My brother was an alcohol, he had been binge drinking for about 4 years. He has recently stopped after a hospital visit were he was comatosed after drinking with drugs. It’s now been 4 weeks. Every night he cry’s, laughs and speaks in his sleep, in the day he mutters to himself he goes AA and has nhs talk therapy. His body shakes when he’s just sitting down. He’s always looks kind of lost. I don’t know how to help him, to be honest I’m stuck, before this he was addicted to gambling. If I try speak to him how his actions are effecting us and the family he blames it on mental health, like he’s made that an identity and now everything is that’s fault and not his. He will often say, oh I can’t do that or I did that because of mental health, saying he isn’t accountable. He is also autistic. He can’t handle any stress at all. My other brother asked him if he had drank anything the other day and he locked himself in a room and cried for hours how no one trusts him, he hadn’t drank, it was just a suspicion so my other brother asked. He is a compulsive liar though, even over the littlest things, he lied about a parcel he recieved a few days ago, he actually believes his lies too. He mid 30s lives with my mum and dad and their whole world revolves around him now and they are scared to leave him on his own. They even cancelled their holiday to watch him.

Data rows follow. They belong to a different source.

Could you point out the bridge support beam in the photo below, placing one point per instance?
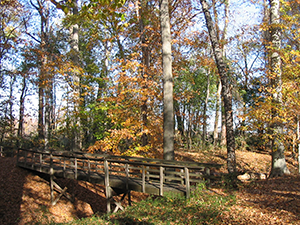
(109, 199)
(62, 191)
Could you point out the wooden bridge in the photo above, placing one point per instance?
(119, 174)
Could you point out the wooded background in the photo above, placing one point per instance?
(100, 75)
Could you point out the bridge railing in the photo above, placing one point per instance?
(77, 164)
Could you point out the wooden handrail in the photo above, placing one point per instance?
(126, 159)
(146, 170)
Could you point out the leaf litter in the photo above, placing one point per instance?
(25, 196)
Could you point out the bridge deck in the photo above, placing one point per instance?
(120, 173)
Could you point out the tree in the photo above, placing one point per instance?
(167, 81)
(226, 87)
(278, 159)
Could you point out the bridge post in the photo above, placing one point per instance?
(51, 179)
(107, 187)
(161, 180)
(187, 182)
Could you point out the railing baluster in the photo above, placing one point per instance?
(143, 179)
(127, 175)
(89, 170)
(187, 181)
(107, 187)
(75, 161)
(161, 180)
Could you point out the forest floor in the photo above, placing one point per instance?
(24, 196)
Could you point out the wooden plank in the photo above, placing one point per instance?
(107, 187)
(187, 182)
(161, 180)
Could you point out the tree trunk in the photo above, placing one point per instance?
(22, 107)
(226, 88)
(167, 81)
(74, 38)
(278, 159)
(144, 70)
(216, 125)
(204, 130)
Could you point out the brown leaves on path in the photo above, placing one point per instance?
(25, 196)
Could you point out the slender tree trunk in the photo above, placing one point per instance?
(226, 88)
(74, 38)
(204, 130)
(298, 139)
(216, 125)
(278, 159)
(144, 71)
(167, 81)
(22, 107)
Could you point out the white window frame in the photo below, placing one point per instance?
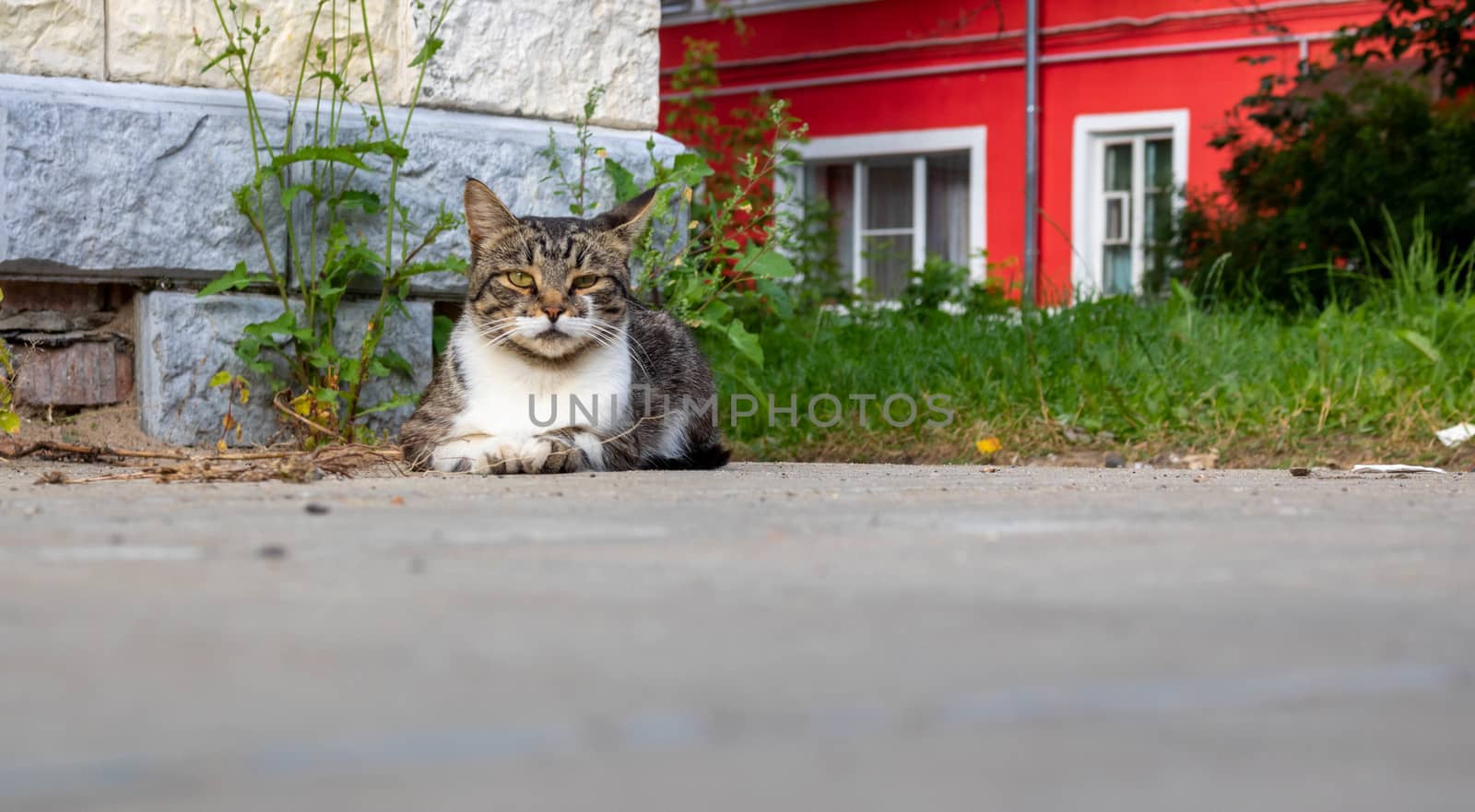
(919, 143)
(1088, 223)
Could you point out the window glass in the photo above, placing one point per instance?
(1118, 169)
(887, 229)
(1158, 162)
(889, 260)
(889, 194)
(1117, 226)
(837, 184)
(948, 206)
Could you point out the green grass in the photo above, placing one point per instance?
(1346, 383)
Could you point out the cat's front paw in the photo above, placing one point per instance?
(479, 454)
(552, 454)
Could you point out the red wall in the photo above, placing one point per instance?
(1207, 83)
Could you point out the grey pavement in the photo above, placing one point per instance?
(761, 637)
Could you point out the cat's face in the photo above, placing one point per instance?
(550, 286)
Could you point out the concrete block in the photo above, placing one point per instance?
(446, 147)
(100, 176)
(183, 341)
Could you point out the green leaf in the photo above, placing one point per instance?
(763, 261)
(427, 51)
(250, 352)
(360, 199)
(314, 152)
(405, 398)
(626, 186)
(384, 147)
(397, 363)
(690, 169)
(233, 278)
(1422, 344)
(715, 312)
(745, 342)
(329, 76)
(266, 330)
(289, 194)
(778, 297)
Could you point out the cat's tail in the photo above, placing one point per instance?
(697, 457)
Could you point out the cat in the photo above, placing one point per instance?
(553, 366)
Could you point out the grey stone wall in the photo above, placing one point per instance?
(114, 176)
(184, 339)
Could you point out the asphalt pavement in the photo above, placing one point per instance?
(761, 637)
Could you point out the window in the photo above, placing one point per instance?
(1127, 169)
(896, 201)
(678, 12)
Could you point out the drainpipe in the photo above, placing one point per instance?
(1032, 150)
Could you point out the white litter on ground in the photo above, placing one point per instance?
(1457, 435)
(1396, 469)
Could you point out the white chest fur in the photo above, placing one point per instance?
(508, 396)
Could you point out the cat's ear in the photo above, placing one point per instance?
(486, 214)
(627, 220)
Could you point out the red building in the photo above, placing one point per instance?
(918, 120)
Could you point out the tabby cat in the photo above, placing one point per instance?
(553, 366)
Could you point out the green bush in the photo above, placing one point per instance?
(1319, 172)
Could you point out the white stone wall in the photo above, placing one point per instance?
(524, 58)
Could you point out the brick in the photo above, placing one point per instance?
(44, 295)
(78, 374)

Im lost, I’m so angry at him for his, even though I know it’s not his fault. I feel like he lies about the help he’s getting or not getting. All he does is sit at home, he’s on sick, has no bills, recently got married and his wife is a nice person and this is not fair for her too. I feel annoyed he’s that privileged. If he had to pay a bill I don’t know how he would deal with that stress.
I feel like I don’t want to go around my parents because I’ll have to see him. He’s taking away time from their grandchildren. I’ve struggled with a newborn and 2 toddler as my mum was busy with him. I feel so annoyed I don’t know what to do, how to help him.